Reports suggest Canada could re-enter NAFTA talks within days, but thorny issues such as Canadian dairy policies remain outstanding. The administration claims Canada's protectionist policies have essentially shut out U.S. dairy producers in so-called unfiltered milk, which is used to make cheese, yogurt and ice cream. In April 2017, President Donald Trump called the Canadian action "a disgrace."
Mexico ranks as the third largest agricultural export market for the United States. Mexico and Canada together represent nearly one-third of total U.S. agricultural exports, or about $40 billion last year, according to the U.S. Department of Agriculture.

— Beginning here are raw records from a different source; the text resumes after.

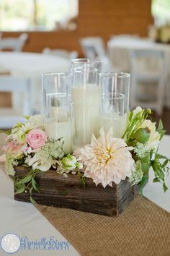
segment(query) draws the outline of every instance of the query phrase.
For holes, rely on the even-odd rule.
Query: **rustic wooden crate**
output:
[[[23,166],[17,166],[15,170],[17,177],[28,171]],[[39,204],[108,216],[121,213],[138,192],[138,187],[132,187],[126,180],[118,185],[113,182],[112,187],[107,186],[104,189],[101,184],[96,187],[91,179],[86,179],[84,187],[76,175],[64,177],[53,170],[37,174],[35,180],[40,192],[32,192],[32,198]],[[18,201],[30,202],[29,197],[29,193],[25,192],[14,195]]]

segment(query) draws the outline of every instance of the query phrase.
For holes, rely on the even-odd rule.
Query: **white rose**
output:
[[[29,121],[34,126],[34,128],[42,127],[44,125],[44,117],[40,114],[30,116]]]

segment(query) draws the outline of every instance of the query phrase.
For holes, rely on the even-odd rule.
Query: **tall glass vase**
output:
[[[123,72],[99,74],[102,90],[99,127],[105,132],[112,127],[115,137],[121,137],[127,127],[130,76]]]
[[[90,142],[98,135],[101,87],[97,68],[84,64],[72,69],[72,149]]]
[[[50,139],[64,141],[66,153],[71,152],[70,74],[43,73],[45,129]]]

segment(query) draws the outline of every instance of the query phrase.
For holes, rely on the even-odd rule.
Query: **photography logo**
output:
[[[16,234],[9,233],[2,237],[1,245],[5,252],[12,254],[19,249],[21,245],[20,239]]]

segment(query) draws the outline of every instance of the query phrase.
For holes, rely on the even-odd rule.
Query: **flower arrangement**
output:
[[[161,121],[156,128],[151,114],[149,108],[137,107],[128,114],[122,138],[114,138],[112,129],[107,133],[101,129],[98,138],[92,135],[90,144],[68,155],[63,149],[64,138],[56,140],[48,137],[42,116],[24,116],[24,124],[17,123],[8,132],[4,147],[6,171],[14,179],[16,193],[29,192],[31,202],[35,202],[32,191],[38,192],[35,176],[51,168],[65,176],[69,173],[78,175],[84,186],[86,178],[104,187],[128,179],[132,185],[139,185],[142,193],[151,167],[155,174],[153,182],[162,182],[166,191],[164,176],[169,171],[170,159],[158,151],[165,131]],[[18,165],[29,168],[19,179],[14,176],[14,168]]]

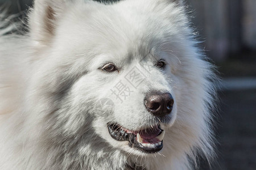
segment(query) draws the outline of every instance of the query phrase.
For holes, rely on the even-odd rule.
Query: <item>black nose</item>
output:
[[[144,103],[147,110],[155,116],[170,114],[174,106],[174,98],[169,93],[151,92],[148,94]]]

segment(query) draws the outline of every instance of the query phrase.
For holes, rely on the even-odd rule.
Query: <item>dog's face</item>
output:
[[[144,1],[42,3],[42,16],[36,6],[32,23],[49,20],[41,32],[31,24],[44,57],[32,86],[48,102],[51,137],[142,155],[199,142],[208,65],[182,7]]]

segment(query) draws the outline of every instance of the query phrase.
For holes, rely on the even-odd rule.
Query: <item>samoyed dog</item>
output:
[[[183,3],[36,0],[22,33],[2,17],[0,169],[210,160],[214,74]]]

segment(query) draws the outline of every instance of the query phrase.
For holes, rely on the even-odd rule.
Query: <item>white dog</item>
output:
[[[36,0],[27,16],[22,35],[0,23],[0,169],[213,157],[214,74],[181,1]]]

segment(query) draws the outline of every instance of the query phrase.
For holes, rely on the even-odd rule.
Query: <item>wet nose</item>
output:
[[[147,110],[157,116],[170,114],[172,110],[174,100],[170,93],[151,92],[144,100]]]

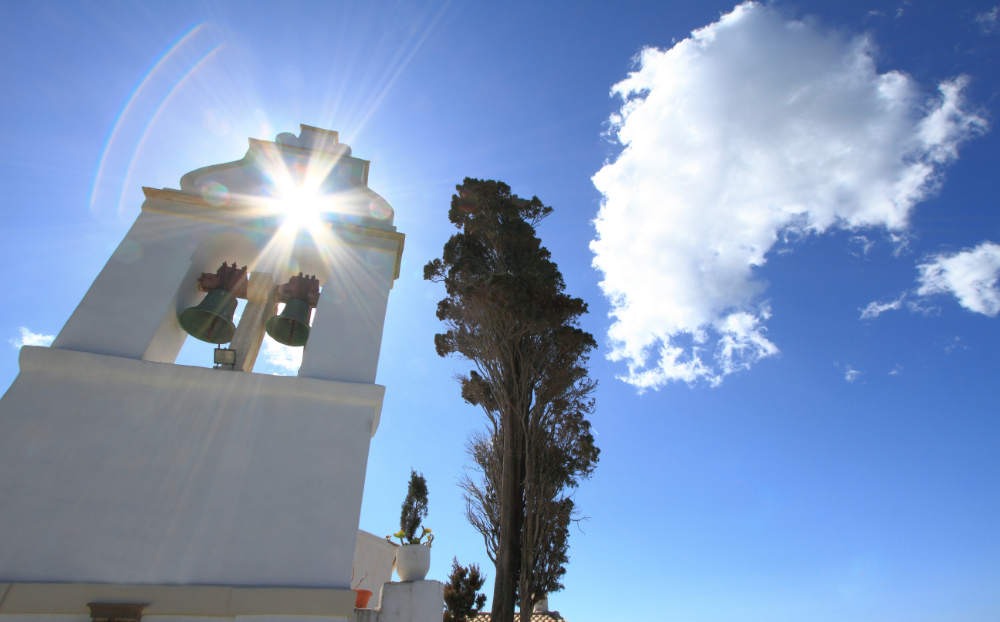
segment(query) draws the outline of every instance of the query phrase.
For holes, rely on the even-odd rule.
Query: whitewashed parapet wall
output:
[[[281,166],[329,173],[318,241],[275,239]],[[302,126],[251,140],[180,190],[145,189],[52,347],[22,348],[0,399],[0,617],[82,620],[88,602],[142,602],[150,619],[353,615],[384,394],[374,381],[403,250],[367,176],[336,133]],[[222,261],[275,284],[320,279],[298,377],[174,364],[187,338],[177,313]],[[267,314],[251,315],[242,321]]]

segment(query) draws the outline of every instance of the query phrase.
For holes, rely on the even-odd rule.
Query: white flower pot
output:
[[[396,551],[396,574],[400,581],[423,581],[431,569],[431,549],[423,544],[404,544]]]

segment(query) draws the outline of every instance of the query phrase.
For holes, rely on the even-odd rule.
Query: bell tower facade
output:
[[[352,615],[404,242],[368,165],[302,126],[143,189],[0,399],[0,619]],[[265,333],[304,347],[297,377],[252,373]],[[188,338],[228,344],[221,364],[176,365]]]

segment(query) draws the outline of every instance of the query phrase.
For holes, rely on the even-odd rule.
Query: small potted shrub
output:
[[[403,500],[403,511],[399,516],[399,531],[387,540],[399,538],[400,547],[396,551],[396,574],[400,581],[423,581],[431,569],[431,543],[434,534],[420,522],[427,517],[427,480],[414,470],[410,470],[410,486]],[[424,538],[427,541],[424,541]]]
[[[486,583],[486,575],[479,572],[479,566],[468,568],[452,559],[451,574],[444,585],[444,622],[472,622],[486,605],[486,594],[478,593]]]

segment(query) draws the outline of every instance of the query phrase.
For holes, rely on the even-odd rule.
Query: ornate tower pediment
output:
[[[403,252],[392,208],[367,161],[309,126],[144,191],[52,346],[22,348],[0,399],[0,617],[107,602],[349,617]],[[230,318],[231,298],[247,301],[224,332],[236,363],[176,365],[185,331],[199,334],[179,315],[212,296]],[[282,296],[311,322],[302,366],[252,373]]]

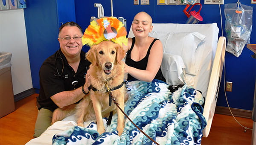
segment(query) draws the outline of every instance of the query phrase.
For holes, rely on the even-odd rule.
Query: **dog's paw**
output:
[[[78,123],[77,124],[77,125],[81,127],[84,127],[84,123]]]
[[[123,127],[119,128],[118,127],[117,127],[117,128],[116,128],[116,130],[117,130],[117,131],[118,131],[118,136],[121,136],[121,135],[122,135],[122,133],[124,131],[124,128]]]

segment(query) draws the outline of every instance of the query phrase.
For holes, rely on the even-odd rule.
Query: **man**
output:
[[[81,51],[82,35],[81,27],[76,23],[62,25],[58,38],[60,49],[41,67],[34,137],[51,125],[54,110],[76,103],[89,93],[90,83],[87,70],[90,63]]]

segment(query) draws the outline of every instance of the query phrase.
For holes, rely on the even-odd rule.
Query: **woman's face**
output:
[[[81,30],[76,26],[66,26],[61,29],[58,40],[61,52],[66,57],[80,55],[83,47],[82,39],[80,38],[82,36]],[[73,38],[67,39],[70,38]]]
[[[147,37],[152,31],[152,20],[148,14],[144,12],[138,13],[134,19],[132,24],[132,32],[135,37]]]

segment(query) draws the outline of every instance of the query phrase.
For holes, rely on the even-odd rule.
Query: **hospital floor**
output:
[[[15,110],[0,119],[0,145],[24,145],[33,139],[38,95],[34,94],[15,102]],[[251,119],[236,119],[252,128]],[[201,145],[250,145],[252,130],[244,131],[232,116],[215,114],[209,136],[202,139]]]

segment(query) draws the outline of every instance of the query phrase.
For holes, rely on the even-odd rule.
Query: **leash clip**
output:
[[[107,88],[107,90],[108,91],[108,92],[111,93],[111,90],[110,90],[109,87],[108,87],[108,81],[105,81],[105,86],[106,86],[106,87]]]

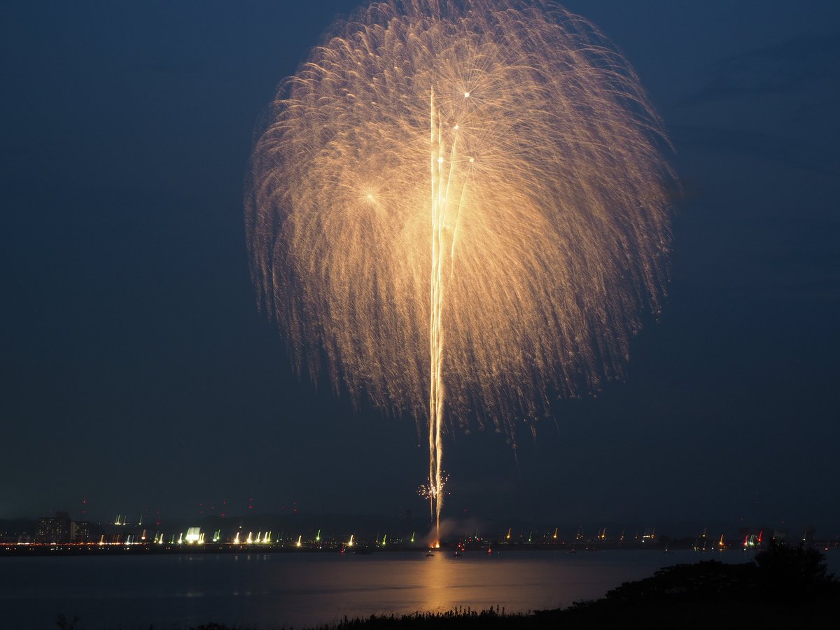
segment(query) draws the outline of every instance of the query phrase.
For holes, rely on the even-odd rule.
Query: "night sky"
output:
[[[3,3],[0,518],[424,513],[413,421],[298,380],[249,271],[255,125],[356,5]],[[450,435],[444,517],[840,533],[840,3],[564,6],[674,144],[669,296],[516,457]]]

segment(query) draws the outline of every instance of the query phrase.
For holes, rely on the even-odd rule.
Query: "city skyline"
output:
[[[450,431],[443,517],[833,531],[840,8],[626,4],[564,6],[674,144],[669,296],[627,377],[553,401],[534,439]],[[413,420],[293,375],[245,246],[260,112],[356,5],[7,8],[0,519],[253,498],[421,520]]]

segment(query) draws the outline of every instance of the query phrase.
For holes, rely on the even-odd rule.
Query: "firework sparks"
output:
[[[621,55],[538,0],[375,3],[281,83],[246,200],[260,303],[299,370],[427,427],[438,523],[444,429],[513,441],[622,375],[666,276],[664,140]]]

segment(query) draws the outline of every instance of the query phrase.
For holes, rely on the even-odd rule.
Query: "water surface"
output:
[[[5,558],[0,626],[53,630],[58,613],[78,617],[87,630],[209,622],[270,630],[455,606],[524,612],[596,599],[664,566],[751,557],[622,550]]]

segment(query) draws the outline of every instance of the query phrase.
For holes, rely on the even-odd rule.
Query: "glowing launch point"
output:
[[[253,277],[298,370],[428,429],[439,538],[444,430],[515,444],[555,393],[623,375],[667,276],[667,140],[550,0],[384,0],[324,42],[255,147]]]

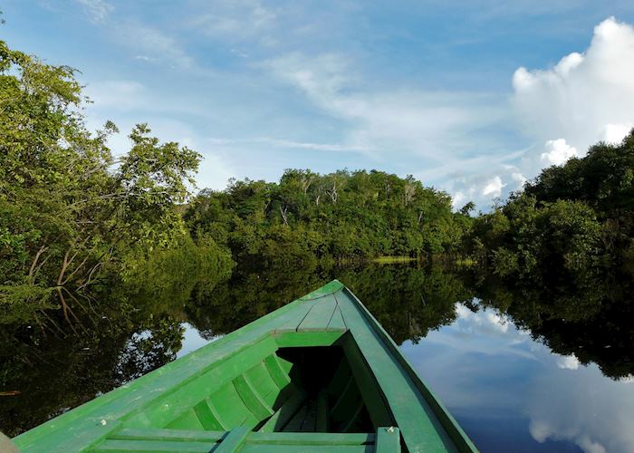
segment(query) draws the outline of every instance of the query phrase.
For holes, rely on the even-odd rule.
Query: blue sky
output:
[[[437,5],[441,4],[441,5]],[[89,125],[201,152],[199,187],[378,169],[490,206],[634,126],[630,1],[8,0],[1,39],[82,72]],[[524,69],[521,69],[524,68]]]

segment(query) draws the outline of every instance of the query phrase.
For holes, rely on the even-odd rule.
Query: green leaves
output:
[[[115,162],[117,127],[86,129],[74,74],[0,42],[0,303],[32,316],[55,303],[67,320],[127,260],[188,238],[178,205],[200,159],[141,124]]]

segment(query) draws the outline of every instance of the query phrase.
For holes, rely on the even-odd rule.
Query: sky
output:
[[[285,169],[412,174],[486,210],[634,127],[634,2],[4,0],[0,39],[113,120],[204,156],[199,188]]]

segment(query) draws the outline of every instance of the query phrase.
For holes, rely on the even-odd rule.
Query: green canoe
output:
[[[24,452],[477,451],[336,280],[13,441]]]

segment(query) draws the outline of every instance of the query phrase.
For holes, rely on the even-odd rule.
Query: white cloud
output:
[[[533,144],[516,161],[506,160],[514,165],[492,159],[455,178],[447,187],[455,207],[468,200],[488,207],[543,168],[583,157],[600,140],[620,142],[634,127],[634,29],[610,17],[595,27],[585,52],[572,53],[550,69],[521,67],[513,87],[511,107]]]
[[[365,89],[340,54],[307,58],[293,53],[264,67],[317,108],[346,121],[347,145],[384,155],[411,153],[443,165],[477,146],[482,140],[477,130],[502,118],[497,100],[486,95]]]
[[[499,197],[502,195],[502,188],[504,186],[506,185],[502,183],[502,178],[499,176],[495,176],[486,182],[486,185],[482,189],[482,195],[493,198]]]
[[[599,140],[620,141],[634,124],[634,29],[606,19],[584,53],[548,70],[519,68],[513,86],[522,130],[537,140],[562,140],[581,155]]]
[[[608,143],[620,144],[623,138],[634,128],[634,122],[606,124],[603,131],[603,140]]]
[[[75,0],[83,5],[83,9],[89,20],[93,24],[106,22],[108,17],[114,12],[114,6],[104,0]]]
[[[551,165],[562,165],[573,157],[579,156],[574,147],[566,143],[563,139],[548,140],[544,146],[546,151],[542,153],[541,160],[544,167]]]

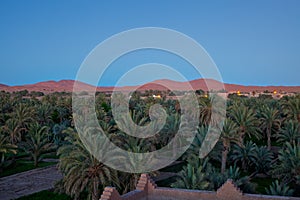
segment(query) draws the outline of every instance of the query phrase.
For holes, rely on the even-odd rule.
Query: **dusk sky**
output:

Indeed, Mexico is the largest volume market for U.S. pork products and second in dollar value to Japan as well as a major destination for American dairy products, especially cheeses.
In 2017, Mexico bought more than $1.3 billion worth of dairy products from the U.S. as well as around $1.5 billion in pork products, according to the USDA. Corn exports to Mexico totaled around $2.6 billion last year, and beef shipments reached nearly $1 billion.
"When the ink's on the paper, that's when I'll be ready to celebrate," said Brian Duncan, an Illinois hog farmer who is vice president of the Illinois Farm Bureau. "We're happy to see this as an intermediate step, if there's a 'handshake' deal, but there's still issues that might need to be worked through."